Belohnung am Ende des sehr anstrengenden ersten Tages ist das hübsche Städtchen Gradisca d’Isonzo und die Unterbringung im 4-Sterne Hotel Franz, in dem wir uns ausgiebig erfrischen und regenerieren können. Am Abend tanzen wir gemeinsam auf dem Platz vor der Kirche der „Sieben Schmerzen Mariens“.
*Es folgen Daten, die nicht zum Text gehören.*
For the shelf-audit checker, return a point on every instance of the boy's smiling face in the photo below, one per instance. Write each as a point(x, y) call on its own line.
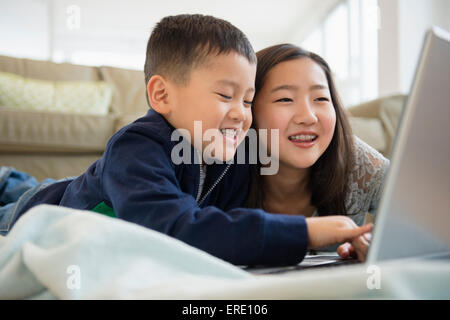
point(219, 94)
16. Juli 2013: Gradisca – Sveta Gora
Die zweite Tagesetappe ist zwar „nur“ mit guten 20 km veranschlagt, von denen die letzten 6 km allerdings den Aufstieg zum Kloster auf dem Sveta Gora, dem heiligen Berg, bedeuten, das immerhin auf 682 m Seehöhe liegt. Diese Vorstellung lässt meinen Kreislauf schon am Morgen zusammenbrechen. Die einverleibten Tröpfchen und Mittelchen meiner lieben Pilgerfreunde bringen mich zwar wieder einigermaßen in Trab, als aber dann vier weitere KollegInnen an den Folgen der ersten Extremetappe zu schwächeln beginnen, entschließen wir fünf uns, auf unseren Körper zu hören und nehmen für die verbleibende Strecke zwei „Pilgertaxis“ hinauf zum Kloster.
Im Gästehaus des Klosters nächtigen wir.

_DSC979117. Juli 2013: Sveta Gora – Korbarid
Bei dieser geplanten Tagesetappe ergibt sich bei genauerer Recherche eine Strecke von mehr als 50 km. Für unsere Gruppe an einem Tag nicht zu bewältigen! Wir beschließen also, die Strecke von Plave bis Tolmin mittels Zug/Bus zu entschärfen.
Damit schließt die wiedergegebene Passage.